*Purpose: Despite implementation of virtual cross matches, flow cytometry cross matches (FCXM) are still used by many transplant centers to determine immunological risk prior to kidney transplantation. Sensitivity and specificity of FCXM are better than these of complement-dependent cytotoxicity cross matches. Nonetheless FCXM is still subject to false positivity, which may prevent patients from receiving an otherwise acceptable life-saving organ transplant. Other than anecdotal reports in lupus, characteristics of patients with false positive FCXM remain undefined. To determine if common profiles of patients prone to false positive FCXM exist, we examined the demographics and native diseases of patients with positive autologous and false positive allogeneic FCXM.

*Methods: We reviewed autologous and allogeneic FCXM performed in our center (2014-2018). FCXM were performed with conventional methods using Ficoll-purified cells. After May 2015, modified Halifax protocol and cells purified with magnetic beads were used. All FCXM were performed with pronase-treated peripheral blood lymphocytes. Any positive (>3SD) or borderline (>2SD) FCXM in at least one tested serum were considered as positive.

*Results: We studied 530 patients waiting for heart, kidney or any kidney-combined organ transplant. Improvements to FCXM and cell isolation methods significantly reduced the positive rate from 14.6% to 5.3% for autologous FCXM. Patients with native diseases considered ‘immunological’ (vasculitis, lupus, IgA nephropathy) had more positive autologous FCXM (OR=3.31, p=0.003) vs. patients with all other diseases. In multivariate analysis, kidney patients who were tested using our updated method (n=321) still showed that these immunological diseases were a significant predictor for positive autologous FCXM (OR=4.79, p=0.006). Interestingly, patients on peritoneal dialysis (PD) also had significantly more positive autologous FCXM than patients on hemodialysis or waiting for pre-emptive kidney transplants (OR=3.27, p=0.02). Age, gender and PRA were insignificant predictors.
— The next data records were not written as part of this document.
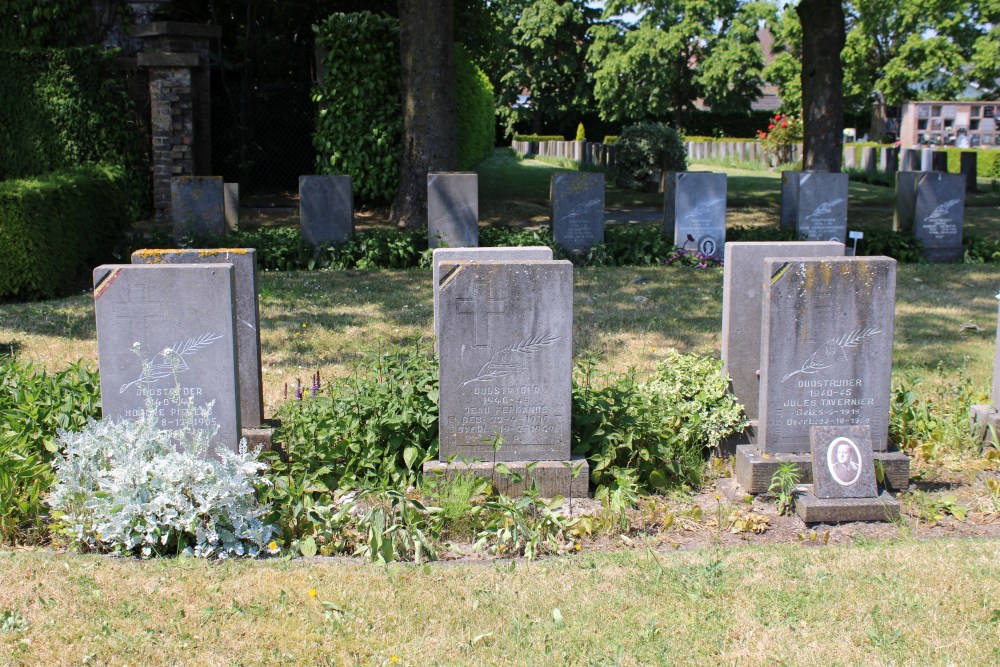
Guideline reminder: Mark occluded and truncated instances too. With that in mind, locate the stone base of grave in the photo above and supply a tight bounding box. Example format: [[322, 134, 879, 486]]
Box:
[[795, 487, 900, 523], [243, 419, 281, 452], [969, 405, 1000, 440], [736, 445, 910, 494], [424, 456, 590, 498]]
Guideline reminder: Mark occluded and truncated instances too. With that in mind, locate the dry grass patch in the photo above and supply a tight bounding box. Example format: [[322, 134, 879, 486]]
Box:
[[0, 540, 1000, 665]]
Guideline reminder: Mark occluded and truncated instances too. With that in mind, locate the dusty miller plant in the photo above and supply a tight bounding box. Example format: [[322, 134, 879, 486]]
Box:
[[48, 394, 274, 559]]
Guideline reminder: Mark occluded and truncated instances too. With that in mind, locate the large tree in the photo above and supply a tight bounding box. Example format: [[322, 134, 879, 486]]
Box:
[[590, 0, 774, 127], [795, 0, 845, 171], [392, 0, 458, 227]]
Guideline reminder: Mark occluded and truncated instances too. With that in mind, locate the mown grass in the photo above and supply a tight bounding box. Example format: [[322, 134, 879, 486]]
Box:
[[0, 540, 1000, 666]]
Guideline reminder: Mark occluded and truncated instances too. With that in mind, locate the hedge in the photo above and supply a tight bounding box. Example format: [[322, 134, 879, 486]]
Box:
[[0, 47, 151, 219], [0, 165, 131, 300]]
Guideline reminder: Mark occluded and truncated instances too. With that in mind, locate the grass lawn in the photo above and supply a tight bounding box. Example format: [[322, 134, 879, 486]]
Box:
[[0, 152, 1000, 665]]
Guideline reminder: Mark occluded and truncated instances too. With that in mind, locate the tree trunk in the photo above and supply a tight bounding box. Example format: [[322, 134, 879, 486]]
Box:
[[391, 0, 458, 227], [795, 0, 846, 171]]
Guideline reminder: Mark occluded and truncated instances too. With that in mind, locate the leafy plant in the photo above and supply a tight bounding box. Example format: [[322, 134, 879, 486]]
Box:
[[48, 394, 273, 558], [767, 461, 801, 515]]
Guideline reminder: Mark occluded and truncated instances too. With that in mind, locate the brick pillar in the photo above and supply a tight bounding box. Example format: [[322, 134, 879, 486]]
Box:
[[135, 21, 221, 222]]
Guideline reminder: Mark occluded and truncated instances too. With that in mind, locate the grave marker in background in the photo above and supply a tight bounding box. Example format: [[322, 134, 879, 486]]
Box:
[[663, 171, 726, 259], [549, 172, 604, 253], [94, 264, 241, 449], [427, 172, 479, 248], [299, 176, 354, 246], [170, 176, 226, 240]]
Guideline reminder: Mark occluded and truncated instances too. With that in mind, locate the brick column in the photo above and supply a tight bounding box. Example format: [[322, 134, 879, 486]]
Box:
[[135, 21, 221, 222]]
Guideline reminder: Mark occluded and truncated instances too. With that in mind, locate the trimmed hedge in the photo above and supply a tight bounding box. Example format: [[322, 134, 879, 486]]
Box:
[[0, 47, 151, 219], [0, 165, 131, 299]]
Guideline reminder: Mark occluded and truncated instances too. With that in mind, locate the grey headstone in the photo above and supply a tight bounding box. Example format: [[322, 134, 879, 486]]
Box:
[[958, 151, 979, 192], [170, 176, 226, 240], [438, 260, 573, 461], [427, 172, 479, 248], [132, 248, 264, 428], [913, 172, 965, 262], [94, 264, 241, 449], [722, 241, 844, 420], [892, 171, 923, 232], [299, 176, 354, 246], [222, 183, 240, 232], [663, 171, 726, 258], [431, 246, 552, 338], [781, 171, 847, 241], [810, 426, 878, 498], [758, 257, 896, 453], [549, 172, 604, 253]]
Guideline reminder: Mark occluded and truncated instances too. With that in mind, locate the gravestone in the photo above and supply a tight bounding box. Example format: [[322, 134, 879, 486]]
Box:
[[425, 260, 586, 496], [913, 172, 965, 262], [736, 257, 909, 493], [663, 171, 726, 259], [222, 183, 240, 232], [299, 176, 354, 246], [892, 171, 923, 232], [795, 426, 900, 523], [431, 246, 552, 339], [170, 176, 226, 240], [781, 171, 847, 241], [722, 241, 844, 425], [549, 172, 604, 253], [132, 248, 264, 428], [427, 172, 479, 248], [94, 264, 241, 449], [759, 257, 896, 453]]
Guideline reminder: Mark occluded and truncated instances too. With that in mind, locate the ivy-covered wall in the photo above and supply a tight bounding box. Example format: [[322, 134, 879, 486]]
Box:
[[0, 47, 149, 219], [313, 12, 495, 203]]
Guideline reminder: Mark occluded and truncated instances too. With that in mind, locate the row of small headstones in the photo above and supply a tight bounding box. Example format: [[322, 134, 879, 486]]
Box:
[[171, 171, 965, 261], [94, 235, 976, 520]]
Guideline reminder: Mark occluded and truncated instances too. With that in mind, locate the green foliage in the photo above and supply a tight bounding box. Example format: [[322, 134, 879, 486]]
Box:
[[573, 350, 745, 492], [0, 47, 150, 220], [264, 347, 437, 540], [0, 356, 101, 542], [889, 368, 989, 461], [313, 12, 402, 202], [767, 461, 800, 515], [615, 123, 687, 192], [0, 166, 130, 299], [455, 44, 496, 171]]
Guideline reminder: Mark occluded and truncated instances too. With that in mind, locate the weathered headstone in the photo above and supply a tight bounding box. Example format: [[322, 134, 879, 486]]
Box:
[[892, 171, 923, 232], [549, 172, 604, 253], [758, 257, 896, 454], [781, 171, 847, 241], [132, 248, 264, 428], [427, 172, 479, 248], [810, 426, 878, 499], [299, 176, 354, 246], [663, 171, 726, 258], [431, 246, 552, 338], [222, 183, 240, 232], [722, 241, 844, 423], [913, 172, 965, 262], [170, 176, 226, 240], [94, 264, 241, 448]]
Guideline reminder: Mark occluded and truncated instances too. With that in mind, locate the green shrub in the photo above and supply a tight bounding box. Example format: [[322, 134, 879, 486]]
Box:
[[455, 44, 496, 171], [615, 123, 687, 192], [313, 12, 403, 202], [0, 166, 131, 299], [0, 356, 101, 542], [0, 47, 151, 220]]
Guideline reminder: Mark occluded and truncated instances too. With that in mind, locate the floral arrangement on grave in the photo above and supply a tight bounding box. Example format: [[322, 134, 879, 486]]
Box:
[[757, 113, 802, 167]]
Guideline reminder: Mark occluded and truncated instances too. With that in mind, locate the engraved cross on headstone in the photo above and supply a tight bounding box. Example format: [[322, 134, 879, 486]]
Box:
[[456, 280, 507, 347], [113, 284, 163, 345]]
Our findings were confirmed in patients who had false positive allogeneic FCXM with deceased donors. Twenty of 24 (83.3%) patients with false positive allogeneic FCXM tested with our updated method either had immunological diseases originally or were on PD. Reasons for the higher false positivity in PD patients are unknown although prevalence of Th2 immunity and/or recent or subclinical peritonitis in PD patients may have contributed.

*Conclusions: Our study indicates that along with autoimmune diseases, patients with IgA nephropathy, or those on PD are also prone to false positive FCXM. This is helpful when interpreting an unexpected positive FCXM, especially for time-sensitive transplantation from deceased donors.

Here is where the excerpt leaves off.